Up to the end of 2012, there had been news articles every year saying if Congress didn’t act how many millions of taxpayers would be caught by the Alternative Minimum Tax (AMT). Every year, Congress came to the rescue with a patch, saving those millions of taxpayers from the claws of AMT.
They got tired of doing that. In January 2013, Congress passed American Taxpayer Relief Act of 2012, which permanently indexed the AMT for inflation, in addition to making most of the Bush tax cuts permanent.
When Congress did the annual patches, they only adjusted one number: the AMT exemption amount. The American Taxpayer Relief Act indexed for inflation all three numbers used in the AMT calculation:
- the AMT exemption amount
- the AMT exemption phaseout starting point
- the 28% AMT rate breakpoint
The same law also (re-)introduced personal exemptions and itemized deductions phaseouts for upper-income taxpayers. As a result, now fewer taxpayers pay AMT. Those who still pay AMT pay less AMT (although not less total tax).
Those who still pay AMT also fall into an AMT exemption phaseout range that grows wider over time.

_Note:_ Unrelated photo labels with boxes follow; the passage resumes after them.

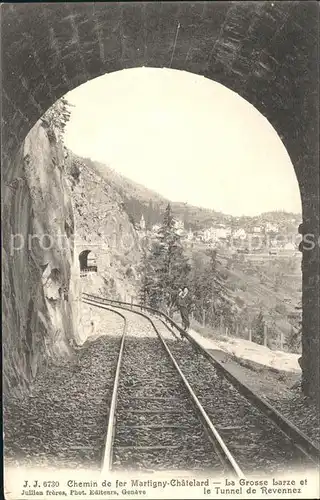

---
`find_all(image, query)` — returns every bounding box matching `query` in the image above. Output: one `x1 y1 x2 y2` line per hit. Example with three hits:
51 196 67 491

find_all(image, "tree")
140 203 190 311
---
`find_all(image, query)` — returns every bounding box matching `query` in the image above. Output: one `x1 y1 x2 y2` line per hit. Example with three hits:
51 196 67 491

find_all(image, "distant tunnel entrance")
79 250 98 276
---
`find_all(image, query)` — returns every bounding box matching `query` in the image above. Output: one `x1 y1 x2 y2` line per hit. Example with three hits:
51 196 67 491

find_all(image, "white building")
232 227 247 240
174 219 184 236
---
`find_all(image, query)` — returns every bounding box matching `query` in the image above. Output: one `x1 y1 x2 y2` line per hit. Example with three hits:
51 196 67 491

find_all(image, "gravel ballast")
113 325 223 473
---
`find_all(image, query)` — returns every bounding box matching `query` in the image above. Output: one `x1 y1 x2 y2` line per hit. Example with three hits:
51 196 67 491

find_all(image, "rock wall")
69 156 141 292
2 120 79 393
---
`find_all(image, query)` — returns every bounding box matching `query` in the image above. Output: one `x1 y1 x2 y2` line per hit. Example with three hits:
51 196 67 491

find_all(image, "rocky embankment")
3 120 140 395
2 120 79 393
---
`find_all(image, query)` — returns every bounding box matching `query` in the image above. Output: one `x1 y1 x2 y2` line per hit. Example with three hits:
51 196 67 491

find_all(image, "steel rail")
82 300 245 478
83 294 320 466
83 299 127 474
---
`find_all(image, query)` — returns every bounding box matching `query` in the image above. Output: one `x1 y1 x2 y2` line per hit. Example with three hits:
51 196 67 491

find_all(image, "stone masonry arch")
2 1 320 395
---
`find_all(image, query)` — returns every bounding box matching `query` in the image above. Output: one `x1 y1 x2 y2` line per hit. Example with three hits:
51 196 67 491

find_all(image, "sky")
65 68 301 216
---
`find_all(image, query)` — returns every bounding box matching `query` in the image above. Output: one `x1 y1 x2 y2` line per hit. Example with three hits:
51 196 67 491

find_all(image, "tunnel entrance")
79 250 98 276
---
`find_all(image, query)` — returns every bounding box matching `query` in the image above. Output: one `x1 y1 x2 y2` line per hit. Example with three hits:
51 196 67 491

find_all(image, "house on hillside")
265 222 279 233
152 224 161 233
139 214 146 231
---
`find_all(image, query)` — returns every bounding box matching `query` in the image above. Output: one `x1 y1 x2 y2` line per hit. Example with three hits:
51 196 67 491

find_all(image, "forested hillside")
80 158 301 232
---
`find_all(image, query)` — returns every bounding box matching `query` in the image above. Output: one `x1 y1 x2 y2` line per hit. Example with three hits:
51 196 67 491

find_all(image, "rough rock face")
3 120 79 393
69 152 141 299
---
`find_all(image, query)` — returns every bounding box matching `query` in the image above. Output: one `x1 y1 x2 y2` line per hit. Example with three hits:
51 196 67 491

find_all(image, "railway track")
84 295 319 477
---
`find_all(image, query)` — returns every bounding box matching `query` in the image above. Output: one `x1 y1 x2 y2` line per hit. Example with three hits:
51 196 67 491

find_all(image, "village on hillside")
136 215 301 260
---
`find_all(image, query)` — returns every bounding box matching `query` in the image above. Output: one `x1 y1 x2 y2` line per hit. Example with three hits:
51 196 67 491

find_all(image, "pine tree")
41 97 72 140
252 311 265 345
141 204 190 311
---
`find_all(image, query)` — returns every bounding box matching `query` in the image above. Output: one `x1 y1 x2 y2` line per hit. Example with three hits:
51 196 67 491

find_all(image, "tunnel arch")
2 1 320 393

Under AMT you get a big bucket of exemption in lieu of your personal exemptions and itemized deductions (except mortgage interest and charitable donations for the most part). That exemption is subject to phaseout. As you have more income, you also start losing that exemption, until you lose all of it. Between starting to lose the exemption and losing all of it, that’s your phaseout range.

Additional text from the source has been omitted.